Paths for Bicycles / Why San Jose Wheelmen Oppose Them

Published August 11, 1898 in the San Jose Evening News.


San Jose Wheelmen oppose paths for bicycles

San Mateo County has taken the lead and is introducing a new feature in highway improvement. She has decided to erect a bicycle path by the side of the main road, running from San Francisco to San Jose.

The path … will extend from what is known as Uncle Tom’s Cabin, above the city of San Mateo, to about a mile north of Redwood City. [Note: San Mateo County will eventually pave California’s first highway at El Camino Real in front of Uncle Tom’s Cabin in 1912.]

The path will be six feet in width, and is for the exclusive use of pedestrians and wheelmen. Should the plan prove satisfactory, the path will be extended the entire length of the county.

Not long ago there was an attempt to establish a bicycle path between San Jose and Alameda, but the scheme could not get the necessary backing and consequently fell through. This path was to be fo the use of wheelmen alone, and was to be constructed by popular subscription among the cyclers. It was not thought, however, that the roads between here and Alameda were poor enough to warrant construction of such a path and riders would not respond.

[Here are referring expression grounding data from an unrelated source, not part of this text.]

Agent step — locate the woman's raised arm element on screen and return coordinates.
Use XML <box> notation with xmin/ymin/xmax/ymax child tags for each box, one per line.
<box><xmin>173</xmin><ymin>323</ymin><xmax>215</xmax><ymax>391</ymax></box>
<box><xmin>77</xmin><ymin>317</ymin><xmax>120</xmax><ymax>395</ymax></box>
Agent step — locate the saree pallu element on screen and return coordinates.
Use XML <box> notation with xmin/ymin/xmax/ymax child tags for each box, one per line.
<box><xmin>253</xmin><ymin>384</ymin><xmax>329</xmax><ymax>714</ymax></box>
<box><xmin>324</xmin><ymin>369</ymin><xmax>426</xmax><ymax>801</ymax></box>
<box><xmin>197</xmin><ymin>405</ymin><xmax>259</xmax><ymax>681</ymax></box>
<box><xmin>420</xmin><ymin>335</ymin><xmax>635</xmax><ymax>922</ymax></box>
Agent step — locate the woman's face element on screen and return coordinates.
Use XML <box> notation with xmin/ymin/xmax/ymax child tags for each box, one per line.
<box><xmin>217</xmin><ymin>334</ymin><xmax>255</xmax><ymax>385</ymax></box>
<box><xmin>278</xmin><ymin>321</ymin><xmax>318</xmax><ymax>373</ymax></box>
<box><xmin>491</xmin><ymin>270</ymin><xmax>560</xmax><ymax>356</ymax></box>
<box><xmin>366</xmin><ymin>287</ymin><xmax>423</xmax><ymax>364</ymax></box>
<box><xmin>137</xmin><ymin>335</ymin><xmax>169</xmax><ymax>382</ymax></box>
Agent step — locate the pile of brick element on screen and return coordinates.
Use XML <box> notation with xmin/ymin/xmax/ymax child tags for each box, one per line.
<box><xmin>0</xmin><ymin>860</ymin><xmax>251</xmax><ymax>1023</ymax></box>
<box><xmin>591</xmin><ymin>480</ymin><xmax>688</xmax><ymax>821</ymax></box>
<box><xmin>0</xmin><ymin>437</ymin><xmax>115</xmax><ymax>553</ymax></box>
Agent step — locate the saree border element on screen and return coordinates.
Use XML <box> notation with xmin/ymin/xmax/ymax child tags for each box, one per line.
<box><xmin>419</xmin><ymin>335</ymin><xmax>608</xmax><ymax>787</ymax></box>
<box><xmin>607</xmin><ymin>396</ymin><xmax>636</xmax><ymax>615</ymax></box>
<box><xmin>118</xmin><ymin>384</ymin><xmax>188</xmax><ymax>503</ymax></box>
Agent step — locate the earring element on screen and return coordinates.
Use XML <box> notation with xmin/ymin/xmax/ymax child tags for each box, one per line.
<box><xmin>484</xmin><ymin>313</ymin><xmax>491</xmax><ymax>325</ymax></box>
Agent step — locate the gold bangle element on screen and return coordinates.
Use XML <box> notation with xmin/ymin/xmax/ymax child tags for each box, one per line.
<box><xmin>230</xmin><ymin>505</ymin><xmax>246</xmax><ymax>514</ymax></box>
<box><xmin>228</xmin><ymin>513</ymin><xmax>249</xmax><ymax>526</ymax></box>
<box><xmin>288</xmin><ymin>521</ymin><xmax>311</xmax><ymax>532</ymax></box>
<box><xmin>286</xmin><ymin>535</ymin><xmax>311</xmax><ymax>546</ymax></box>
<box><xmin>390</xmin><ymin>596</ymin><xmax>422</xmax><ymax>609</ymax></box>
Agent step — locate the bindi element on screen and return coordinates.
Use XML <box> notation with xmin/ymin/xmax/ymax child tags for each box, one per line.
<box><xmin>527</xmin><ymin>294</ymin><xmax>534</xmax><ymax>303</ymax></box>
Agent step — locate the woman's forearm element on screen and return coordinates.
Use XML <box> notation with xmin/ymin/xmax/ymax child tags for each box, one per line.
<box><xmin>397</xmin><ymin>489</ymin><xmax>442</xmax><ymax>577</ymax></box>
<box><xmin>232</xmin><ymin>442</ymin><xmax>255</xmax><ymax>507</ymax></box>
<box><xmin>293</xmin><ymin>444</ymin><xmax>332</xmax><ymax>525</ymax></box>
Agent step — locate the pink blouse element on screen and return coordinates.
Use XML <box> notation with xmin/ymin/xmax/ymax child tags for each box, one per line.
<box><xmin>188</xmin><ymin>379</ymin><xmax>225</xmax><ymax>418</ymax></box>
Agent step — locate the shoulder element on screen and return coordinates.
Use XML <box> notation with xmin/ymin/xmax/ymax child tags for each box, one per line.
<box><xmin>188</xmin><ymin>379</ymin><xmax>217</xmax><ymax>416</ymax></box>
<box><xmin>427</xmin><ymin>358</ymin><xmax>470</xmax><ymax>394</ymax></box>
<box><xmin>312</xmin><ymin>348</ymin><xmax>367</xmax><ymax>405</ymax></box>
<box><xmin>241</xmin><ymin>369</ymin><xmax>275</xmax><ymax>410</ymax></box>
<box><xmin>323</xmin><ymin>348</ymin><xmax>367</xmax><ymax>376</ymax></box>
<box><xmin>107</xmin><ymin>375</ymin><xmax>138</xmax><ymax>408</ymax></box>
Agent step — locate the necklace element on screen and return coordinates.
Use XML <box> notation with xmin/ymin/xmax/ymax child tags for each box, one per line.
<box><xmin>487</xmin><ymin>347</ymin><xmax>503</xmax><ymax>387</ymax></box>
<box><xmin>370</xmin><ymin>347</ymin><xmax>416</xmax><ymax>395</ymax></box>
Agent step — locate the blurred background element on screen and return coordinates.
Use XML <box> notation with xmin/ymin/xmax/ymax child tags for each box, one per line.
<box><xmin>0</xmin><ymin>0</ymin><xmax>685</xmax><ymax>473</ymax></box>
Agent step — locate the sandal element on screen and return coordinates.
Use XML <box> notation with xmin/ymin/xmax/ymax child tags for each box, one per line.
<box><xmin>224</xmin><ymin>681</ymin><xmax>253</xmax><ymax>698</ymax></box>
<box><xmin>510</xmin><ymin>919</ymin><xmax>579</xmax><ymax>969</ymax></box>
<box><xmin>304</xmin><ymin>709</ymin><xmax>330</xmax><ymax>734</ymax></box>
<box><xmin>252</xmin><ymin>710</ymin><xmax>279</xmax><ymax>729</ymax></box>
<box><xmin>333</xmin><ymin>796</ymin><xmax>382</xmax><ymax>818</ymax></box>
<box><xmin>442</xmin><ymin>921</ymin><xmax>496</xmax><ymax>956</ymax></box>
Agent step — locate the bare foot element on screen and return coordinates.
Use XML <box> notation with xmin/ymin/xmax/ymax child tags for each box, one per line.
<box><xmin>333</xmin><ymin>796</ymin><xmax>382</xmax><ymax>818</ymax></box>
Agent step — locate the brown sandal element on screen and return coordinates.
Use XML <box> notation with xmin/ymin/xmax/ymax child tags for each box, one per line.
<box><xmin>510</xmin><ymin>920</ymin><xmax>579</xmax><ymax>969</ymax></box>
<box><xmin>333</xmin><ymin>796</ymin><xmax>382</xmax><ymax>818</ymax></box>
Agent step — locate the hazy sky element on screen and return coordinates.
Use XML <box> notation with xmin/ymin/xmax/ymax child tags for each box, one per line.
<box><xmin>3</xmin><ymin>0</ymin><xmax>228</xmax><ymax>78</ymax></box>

Later it was proposed to make a bicycle path along the Alameda, between [ San Jose ] and Santa Clara, but many of the wheelmen themselves opposed this, saying that they would rather see the money spent in putting the road bed itself in good condition, and that they did not want any special privileges.

“Cycle paths are popular in some parts of the east,” said a local wheelman to a reporter for the Evening News today. “Around Boston and New York they are building a good many, as well as in other centers of population. California has always been among the first to adopt a good thing, and there has been some move here to establish cycle paths, but the general opinion among the wheelmen in this part of the state seems to be that they are not needed. Our roads are so good, and our system of watering keeps them in such fine condition that they are usually preferable to a path.

“The scorcher would rather have a good wide road any time than a narrow path…. The only place that a cycle path would be of any use is where the roads are in such poor condition that they are next to impassable for a wheel. Even under those circumstances I believe most riders would rather see the money expended in perfecting the road itself.”

One Comment

  1. • Fascinating that these arguments are so old, and have since become part of vehicular cycling.

    The first “parkway” (what we would now call a “greenway”) was installed in Brooklyn, after bicyclists petitioned for it in 1892 to get to Coney Island. In 1896 it was expanded an additional 3 feet and accompanied by a macadamized “return cycle path.” By 1897 the police were arresting “scorchers” for going too fast, and there was also the problem of them riding on the parallel streets and frightening the horses.